Perkosaan massal pada tragedi kerusuhan Mei 1998 menjadi buah bibir belakangan ini. Penyebabnya adalah pernyataan Menteri Kebudayaan, Fadli Zon, yang menganggap hal tersebut sebagai rumor belaka.
"Betul nggak ada perkosaan massal? Kata siapa itu? Itu nggak pernah ada proof-nya. Itu adalah cerita. Kalau ada, tunjukkan. Ada nggak di dalam buku sejarah itu? Nggak pernah ada," ucap Fadli dalam program Real Talk with Uni Lubis, yang dipublikasikan IDN Times, Senin (8/6/2025).

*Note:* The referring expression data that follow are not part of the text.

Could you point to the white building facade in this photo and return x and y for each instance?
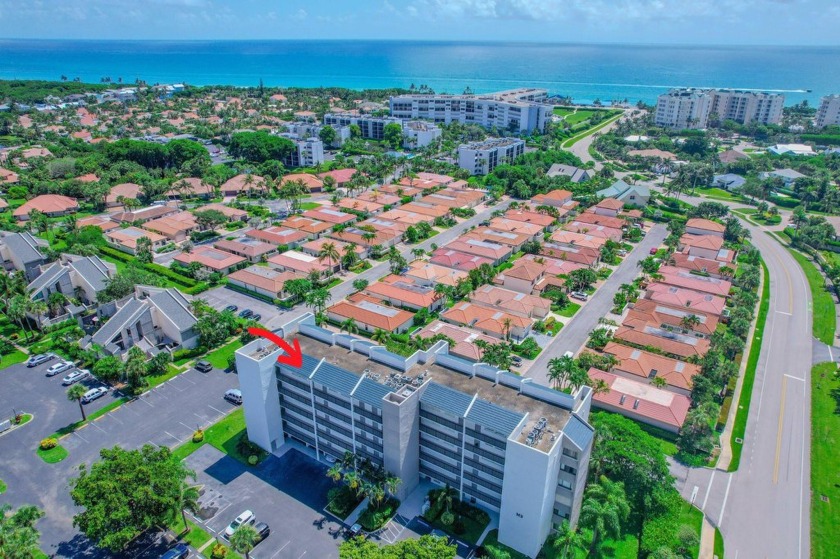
(829, 112)
(521, 450)
(518, 110)
(480, 158)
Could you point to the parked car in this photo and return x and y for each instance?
(59, 368)
(203, 367)
(93, 394)
(234, 396)
(39, 359)
(180, 551)
(262, 531)
(247, 517)
(75, 376)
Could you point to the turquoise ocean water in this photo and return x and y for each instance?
(585, 72)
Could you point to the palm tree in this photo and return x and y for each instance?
(604, 510)
(244, 539)
(75, 393)
(568, 540)
(329, 252)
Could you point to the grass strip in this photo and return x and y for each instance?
(742, 412)
(825, 320)
(825, 461)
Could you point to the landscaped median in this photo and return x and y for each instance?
(825, 460)
(740, 425)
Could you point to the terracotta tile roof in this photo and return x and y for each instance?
(210, 257)
(366, 310)
(47, 204)
(643, 364)
(640, 401)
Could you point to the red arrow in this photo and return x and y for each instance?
(291, 356)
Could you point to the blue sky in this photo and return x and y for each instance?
(785, 22)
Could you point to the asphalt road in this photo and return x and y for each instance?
(574, 334)
(763, 509)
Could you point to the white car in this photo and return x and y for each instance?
(93, 394)
(75, 377)
(243, 519)
(59, 368)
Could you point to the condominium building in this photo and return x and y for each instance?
(746, 107)
(691, 108)
(479, 158)
(308, 152)
(504, 443)
(372, 127)
(517, 110)
(683, 108)
(829, 111)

Buntutnya, Fadli Zon panen kecaman meski telah memberi klarifikasi bahwa pernyataannya bukan untuk menyangkal korban, melainkan untuk menghindari penyimpulan yang terlalu cepat. Informasi mengenai perkosaan massal tersebut sebetulnya sudah terkonfirmasi lewat hasil temuan Tim Gabungan Pencari Fakta (TGPF) yang dibentuk pada Juli 1998.
Rena Herdiyani, anggota badan pengurus organisasi yang fokus kepada isu perempuan, Kalyanamitra, mengatakan bahwa pernyataan Fadli adalah bentuk minimisasi kejahatan serius terhadap kemanusiaan. Padahal, perkosaan dalam konteks konflik atau kerusuhan yang menargetkan kelompok tertentu adalah sebuah kejahatan terhadap kemanusiaan yang diakui secara internasional.

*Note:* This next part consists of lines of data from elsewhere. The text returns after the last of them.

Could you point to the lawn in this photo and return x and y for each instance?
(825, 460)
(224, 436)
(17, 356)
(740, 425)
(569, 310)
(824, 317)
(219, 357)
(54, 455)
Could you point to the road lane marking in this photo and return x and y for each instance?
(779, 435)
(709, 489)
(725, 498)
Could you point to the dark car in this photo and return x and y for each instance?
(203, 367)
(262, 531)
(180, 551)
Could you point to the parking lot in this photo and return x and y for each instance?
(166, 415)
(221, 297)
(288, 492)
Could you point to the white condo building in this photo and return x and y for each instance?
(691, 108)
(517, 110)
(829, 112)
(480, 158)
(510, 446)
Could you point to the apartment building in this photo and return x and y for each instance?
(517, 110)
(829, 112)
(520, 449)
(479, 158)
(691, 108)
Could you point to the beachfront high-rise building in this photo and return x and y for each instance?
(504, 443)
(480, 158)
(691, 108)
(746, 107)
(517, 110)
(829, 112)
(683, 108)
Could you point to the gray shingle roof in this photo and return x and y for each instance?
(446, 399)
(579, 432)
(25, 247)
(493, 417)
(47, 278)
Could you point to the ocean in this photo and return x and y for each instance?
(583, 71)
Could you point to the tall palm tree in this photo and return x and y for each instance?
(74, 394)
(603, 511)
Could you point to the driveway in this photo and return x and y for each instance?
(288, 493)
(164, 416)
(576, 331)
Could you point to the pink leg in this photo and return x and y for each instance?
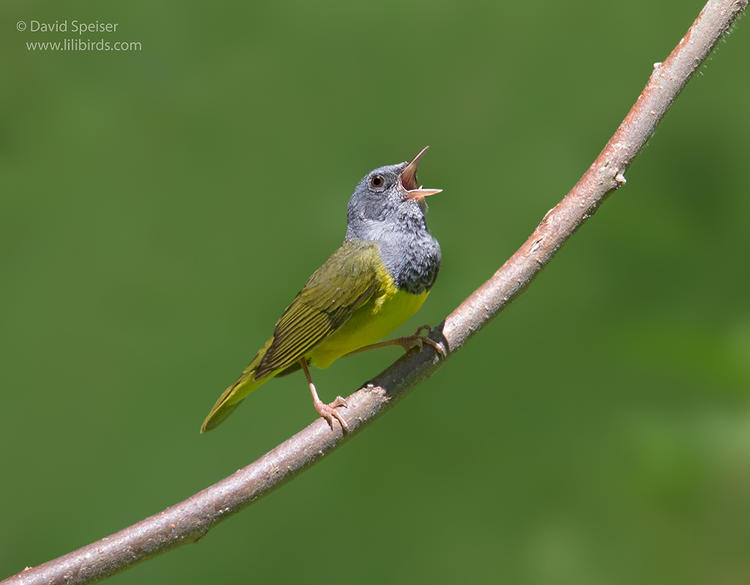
(408, 342)
(327, 411)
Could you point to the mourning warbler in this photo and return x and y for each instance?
(374, 282)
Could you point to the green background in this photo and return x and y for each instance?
(160, 208)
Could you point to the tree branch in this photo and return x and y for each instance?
(192, 518)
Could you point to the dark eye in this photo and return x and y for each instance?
(377, 182)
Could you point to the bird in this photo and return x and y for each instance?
(376, 280)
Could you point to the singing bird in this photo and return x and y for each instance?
(378, 278)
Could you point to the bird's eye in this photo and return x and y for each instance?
(377, 182)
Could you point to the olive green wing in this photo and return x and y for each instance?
(347, 280)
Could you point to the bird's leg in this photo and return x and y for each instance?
(408, 342)
(327, 411)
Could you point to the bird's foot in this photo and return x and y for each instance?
(418, 339)
(329, 412)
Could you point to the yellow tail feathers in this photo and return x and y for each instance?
(236, 393)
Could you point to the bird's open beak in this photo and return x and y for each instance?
(410, 188)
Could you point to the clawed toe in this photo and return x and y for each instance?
(340, 401)
(419, 338)
(329, 412)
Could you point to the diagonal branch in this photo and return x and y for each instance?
(192, 518)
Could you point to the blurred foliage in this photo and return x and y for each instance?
(160, 208)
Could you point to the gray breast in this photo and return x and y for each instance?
(413, 260)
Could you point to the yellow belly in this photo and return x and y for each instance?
(369, 324)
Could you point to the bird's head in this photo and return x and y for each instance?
(388, 197)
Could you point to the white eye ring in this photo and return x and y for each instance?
(377, 182)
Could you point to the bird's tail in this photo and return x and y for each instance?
(236, 393)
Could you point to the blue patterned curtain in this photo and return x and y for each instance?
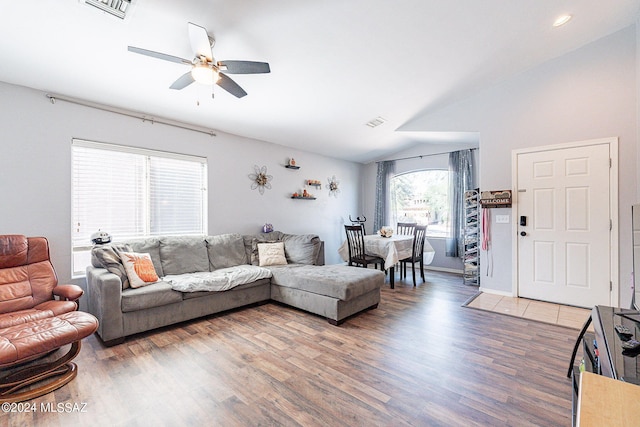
(460, 180)
(384, 197)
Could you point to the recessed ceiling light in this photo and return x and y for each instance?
(561, 20)
(376, 122)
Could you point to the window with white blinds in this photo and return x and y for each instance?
(130, 192)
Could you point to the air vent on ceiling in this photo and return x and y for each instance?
(117, 8)
(376, 122)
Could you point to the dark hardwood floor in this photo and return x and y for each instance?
(419, 359)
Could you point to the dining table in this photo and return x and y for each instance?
(390, 249)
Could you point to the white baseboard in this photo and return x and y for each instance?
(495, 292)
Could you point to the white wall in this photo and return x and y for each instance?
(35, 174)
(586, 94)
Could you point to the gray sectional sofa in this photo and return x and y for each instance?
(302, 281)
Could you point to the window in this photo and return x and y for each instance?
(423, 197)
(130, 192)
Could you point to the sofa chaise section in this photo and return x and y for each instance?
(335, 292)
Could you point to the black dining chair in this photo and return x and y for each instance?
(357, 254)
(406, 228)
(416, 254)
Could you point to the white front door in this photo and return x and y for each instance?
(564, 250)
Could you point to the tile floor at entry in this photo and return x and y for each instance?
(562, 315)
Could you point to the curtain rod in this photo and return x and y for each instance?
(423, 155)
(54, 97)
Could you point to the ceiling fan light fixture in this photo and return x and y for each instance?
(561, 20)
(204, 74)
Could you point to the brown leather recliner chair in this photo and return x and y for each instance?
(33, 323)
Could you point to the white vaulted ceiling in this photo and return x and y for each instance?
(335, 65)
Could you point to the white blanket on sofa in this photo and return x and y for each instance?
(218, 280)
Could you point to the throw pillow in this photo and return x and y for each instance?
(271, 254)
(139, 269)
(108, 256)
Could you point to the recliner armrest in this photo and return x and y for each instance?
(68, 292)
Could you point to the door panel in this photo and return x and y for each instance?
(564, 256)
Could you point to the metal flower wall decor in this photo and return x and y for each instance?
(333, 186)
(260, 179)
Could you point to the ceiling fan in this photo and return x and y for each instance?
(204, 68)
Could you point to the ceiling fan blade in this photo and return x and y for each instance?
(200, 41)
(244, 67)
(183, 81)
(158, 55)
(230, 86)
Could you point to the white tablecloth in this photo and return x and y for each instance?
(391, 249)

"Mempertanyakan istilah "massal" seolah-olah mengurangi bobot kekejaman yang terjadi, padahal bukti-bukti dan kesaksian korban telah secara konsisten menunjukkan skala dan pola yang terorganisir." ujar Rena kepada GNFI, Rabu (18/6/2025).
TGPF menemukan bahwa setelah kerusuhan Mei 1998, di Jakarta pada 2 Juli 1998 dan 8 Juli 1998 di Solo masing-masing terdapat 2 kasus. Tercatat ada 52 korban perkosaan, 14 korban perkosaan dengan penganiayaan, 10 korban penyerangan/penganiayaan seksual, dan 9 korban pelecehan seksual.
Angka yang dicatat TGLF belum mencakup keseluruhan korban. Ada kemungkinan jumlah korban sebenarnya lebih banyak karena angka yang tercatat hanya yang dilaporkan sampai 3 Juli 1998.
Rena juga menekankan bahwa pernyataan Fadli melukai para penyintas dan keluarganya yang telah hidup dengan trauma mendalam selama puluhan tahun sekaligus menghambat upaya pengungkapan kebenaran.
"Pernyataan pejabat publik yang menyangkal kasus pelanggaran HAM adalah bagian dari pola impunitas yang terus-menerus terjadi pada kasus-kasus pelanggaran HAM berat di Indonesia." kata Rena lagi.
Alih-alih menyangkal, pejabat publik dan masyarakat sebetuknya bisa mengambil pelajaran berharga dari perkosaan massal 1998.
Pelajaran dari Perkosaan Massal 1998
Diutarakan Rena, apa yang terjadi pada 1998 memberikan pelajaran bahwa perempuan sangat rentan menjadi target dalam situasi kerusuhan atau konflik.
"Tubuh perempuan seringkali dijadikan medan perang dan alat untuk melampiaskan kebencian komunal atau politik. Oleh karena itu perlu perlindungan khusus bagi perempuan dalam setiap kebijakan keamanan dan penanganan konflik." tuturnya.
Pelajaran lainnya adalah pentingnya negara mengakui apa yang telah terjadi pada masa lampau. Dengan perkosaan massal yang terlanjur terjadi pada 1998, pengakuan kini menjadi penting sebagai langkah awal menuju keadilan dan rekonsiliasi.
"Tanpa pengakuan resmi dari negara atas apa yang terjadi, dan tanpa pengungkapan kebenaran yang komprehensif, penyintas tidak dapat sepenuhnya pulih dan lukasejarah bangsa ini tidak akan pernah sembuh." papar Rena.
Hingga kini, para pelaku perkosaan massal 1998 belum diadili secara tuntas sementara negara secara konstitusional berkewajiban melindungi seluruh warganya tanpa terkecuali. Maka dari itu, pelajaran terakhir yang bisa dipetik adalah perlunya masyarakat menekan negara untuk melakukan pengusutan tuntas.
"Mendesak penegakan hukum dengan terus menuntut pengusutan tuntas dan akuntabilitas pelaku perkosaan massal 1998 dan pelanggaran HAM berat lainnya, termasuk mendorong pengadilan HAM ad hoc." pungkas Rena.